We were forced onto this ship. Why have
you
wandered so far from your home?”

He really meant all that. As will happen with a man of his beliefs, he saw the sickness upon us as a moral plague and held himself responsible for our suffering. The aftermath of the mutiny stopped his spirit cold. Riveted it. Nailed him fast. He had slipped into relativity. He could not move forward, and thus lost ground to Diamelo day by day. (But I must add he kept us alive by not telling Diamelo all he had
learned at the helm.) It all had to do with an old Allmuseri belief (hardly understood by one Westerner in a hundred) that each man outpictured his world from deep within his own heart. A fortnight ago he had thought
murder
and lo! the mutiny was manifest, as if a man's soul was an alchemical cauldron where material events were fashioned from the raw stuff of feelings and ideas. That meant an orthodox Allmuseri, as he was, had to watch himself twenty-five hours a day and police his heart. As within, so it was without. More specifically: What came
out
of us, not what went in, made us clean or unclean. Their notion of “experience,” I learned, held each man utterly responsible for his own happiness or sorrow, for the emptiness of his world or its abundance, even for his dreams and his entire way of seeing, so that an Allmuseri pauper might be rich if his heart was clear, and their kings impoverished if they harbored within themselves hunger, grievances, or hatred, as Ngonyama had done toward the crew, wishing misery and death upon them. All that, it seemed, had flown back upon him like spit hurled at an enemy against the wind. And now Ngonyama grieved less over what lay ahead of us than what lay in the immediate past, this rift, this vast rupture he had caused within himself by permitting the execution of so many.

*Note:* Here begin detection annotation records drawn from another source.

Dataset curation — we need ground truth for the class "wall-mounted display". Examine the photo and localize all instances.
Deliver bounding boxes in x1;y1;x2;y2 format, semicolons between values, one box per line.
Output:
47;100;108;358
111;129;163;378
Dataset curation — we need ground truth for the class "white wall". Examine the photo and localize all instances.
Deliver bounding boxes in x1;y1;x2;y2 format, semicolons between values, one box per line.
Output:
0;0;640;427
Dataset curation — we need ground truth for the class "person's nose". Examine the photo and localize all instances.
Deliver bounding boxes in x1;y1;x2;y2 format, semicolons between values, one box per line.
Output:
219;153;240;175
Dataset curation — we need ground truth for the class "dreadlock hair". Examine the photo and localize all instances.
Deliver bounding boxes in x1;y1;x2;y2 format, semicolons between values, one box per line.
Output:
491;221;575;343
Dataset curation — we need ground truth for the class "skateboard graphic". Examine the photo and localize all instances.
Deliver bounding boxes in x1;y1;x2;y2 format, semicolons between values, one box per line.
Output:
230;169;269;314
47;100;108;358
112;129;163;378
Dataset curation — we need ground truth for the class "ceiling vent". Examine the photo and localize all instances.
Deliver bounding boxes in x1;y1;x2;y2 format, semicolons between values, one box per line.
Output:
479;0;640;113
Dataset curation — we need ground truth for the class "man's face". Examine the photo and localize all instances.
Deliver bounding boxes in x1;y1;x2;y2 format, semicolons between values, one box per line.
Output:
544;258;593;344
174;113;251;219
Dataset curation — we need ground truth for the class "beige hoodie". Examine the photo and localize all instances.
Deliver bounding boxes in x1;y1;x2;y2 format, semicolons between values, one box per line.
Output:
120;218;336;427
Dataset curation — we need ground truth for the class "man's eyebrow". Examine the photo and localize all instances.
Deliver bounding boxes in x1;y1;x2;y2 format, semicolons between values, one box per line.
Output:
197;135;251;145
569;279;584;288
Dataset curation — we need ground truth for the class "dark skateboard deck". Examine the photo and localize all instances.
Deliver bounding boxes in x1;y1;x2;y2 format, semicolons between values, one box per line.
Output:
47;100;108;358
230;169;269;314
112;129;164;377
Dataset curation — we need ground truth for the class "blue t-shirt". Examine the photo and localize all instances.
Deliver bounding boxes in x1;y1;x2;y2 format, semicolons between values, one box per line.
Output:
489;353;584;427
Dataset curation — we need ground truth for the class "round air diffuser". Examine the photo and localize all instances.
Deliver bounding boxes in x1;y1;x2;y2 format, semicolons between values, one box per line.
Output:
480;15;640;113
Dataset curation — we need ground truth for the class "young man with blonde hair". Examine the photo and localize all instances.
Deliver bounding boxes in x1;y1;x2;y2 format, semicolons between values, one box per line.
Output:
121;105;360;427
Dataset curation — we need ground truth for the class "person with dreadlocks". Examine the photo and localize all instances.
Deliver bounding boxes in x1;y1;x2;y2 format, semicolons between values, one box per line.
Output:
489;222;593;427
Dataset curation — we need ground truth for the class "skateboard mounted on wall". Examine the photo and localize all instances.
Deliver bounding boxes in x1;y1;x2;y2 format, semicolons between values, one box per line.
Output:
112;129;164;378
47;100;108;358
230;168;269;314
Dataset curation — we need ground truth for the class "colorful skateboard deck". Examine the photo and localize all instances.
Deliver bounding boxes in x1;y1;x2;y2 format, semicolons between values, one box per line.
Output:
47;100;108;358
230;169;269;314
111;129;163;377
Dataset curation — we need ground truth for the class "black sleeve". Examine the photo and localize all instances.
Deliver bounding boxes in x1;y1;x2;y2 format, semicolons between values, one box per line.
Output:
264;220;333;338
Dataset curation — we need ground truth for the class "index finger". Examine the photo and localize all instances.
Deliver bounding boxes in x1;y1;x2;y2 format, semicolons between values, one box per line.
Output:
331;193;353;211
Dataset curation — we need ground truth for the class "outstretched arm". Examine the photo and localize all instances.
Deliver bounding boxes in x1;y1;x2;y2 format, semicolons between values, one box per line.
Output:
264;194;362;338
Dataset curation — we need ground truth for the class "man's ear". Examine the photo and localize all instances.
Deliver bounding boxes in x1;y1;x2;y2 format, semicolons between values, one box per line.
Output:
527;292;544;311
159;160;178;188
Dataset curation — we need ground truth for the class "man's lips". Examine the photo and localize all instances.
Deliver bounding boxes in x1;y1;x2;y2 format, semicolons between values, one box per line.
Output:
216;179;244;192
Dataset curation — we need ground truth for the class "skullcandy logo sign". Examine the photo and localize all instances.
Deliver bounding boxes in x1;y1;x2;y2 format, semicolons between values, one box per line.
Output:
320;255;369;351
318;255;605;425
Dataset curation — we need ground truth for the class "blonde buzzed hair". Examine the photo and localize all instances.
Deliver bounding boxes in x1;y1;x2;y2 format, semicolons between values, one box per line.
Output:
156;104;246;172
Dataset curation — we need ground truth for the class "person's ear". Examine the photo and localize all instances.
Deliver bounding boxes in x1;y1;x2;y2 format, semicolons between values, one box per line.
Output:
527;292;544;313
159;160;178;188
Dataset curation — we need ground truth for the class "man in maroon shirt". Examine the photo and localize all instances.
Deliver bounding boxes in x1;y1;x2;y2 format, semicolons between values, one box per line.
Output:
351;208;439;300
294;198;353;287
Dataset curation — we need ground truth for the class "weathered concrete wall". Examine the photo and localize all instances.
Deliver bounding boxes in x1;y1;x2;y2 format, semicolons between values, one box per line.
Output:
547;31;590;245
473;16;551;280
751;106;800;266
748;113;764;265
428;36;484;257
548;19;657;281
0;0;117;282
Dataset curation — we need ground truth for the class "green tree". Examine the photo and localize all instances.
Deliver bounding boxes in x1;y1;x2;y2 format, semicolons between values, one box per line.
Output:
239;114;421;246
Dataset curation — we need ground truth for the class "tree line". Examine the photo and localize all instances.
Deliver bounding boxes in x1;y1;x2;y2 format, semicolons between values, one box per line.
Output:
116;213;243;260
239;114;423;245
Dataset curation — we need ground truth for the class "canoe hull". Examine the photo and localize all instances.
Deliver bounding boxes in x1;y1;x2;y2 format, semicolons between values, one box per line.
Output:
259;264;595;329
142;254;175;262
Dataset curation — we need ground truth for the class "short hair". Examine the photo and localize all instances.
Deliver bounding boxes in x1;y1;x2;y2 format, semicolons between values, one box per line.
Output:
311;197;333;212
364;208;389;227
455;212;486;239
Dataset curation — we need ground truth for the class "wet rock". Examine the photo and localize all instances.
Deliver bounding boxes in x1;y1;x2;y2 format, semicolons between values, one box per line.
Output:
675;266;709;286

Never a night passed but I entered the quiet, disheveled fo'c's'le—full of mildewed clothing and rusted weapons covered with fungi—and, standing at the room's center, imagined I heard those murdered tars: McGaffin's snarl; fetching music from Tommy's flute; the yammering of Fletcher and Meadows; and the nerve-jarring
Har! Har!
of forty pirates in a gin-duel. As I struggled to describe every detail of our passage in the captain's log, I longed for the crewmen lost to fill the ship's room again, for our lonely drifting to disappear,
and, as in a dream, delivering me back to Isadora's sitting room, where I would set my teacup clicking down on her candlestand, cross the carpeted floor on my knees, and bury my face in her skirts, begging her to take me in and forgive my idiot blathering about wanting excitement and saying all the beautiful things I'd meant to tell her to balance how I'd hurt her sometimes. Like a wife she would watch me closely to see my reactions to the portraits of women in popular magazines, or on the street, faintly jealous if I stared at them too long, but never showing it, wounded but too proud to let on that I had brought her pain, this woman who, I knew, had paid my bills back home. And it came to me, there in the darkened room, that perhaps Papa was right and there were only two kinds of people in the New World: debtors such as I had been all my days and those who, like Isadora, paid the rent for all the rest. But the dream never doorwayed into her rooms, and the furnishings of the fo'c's'le took on a grim finality or gave me such a feeling of there being nothing beyond these groaning timbers, this endless sea, that I wept shamelessly like a child.

“Ruth'ford,” said Baleka, catching me like this. “Can I get you anythin'?”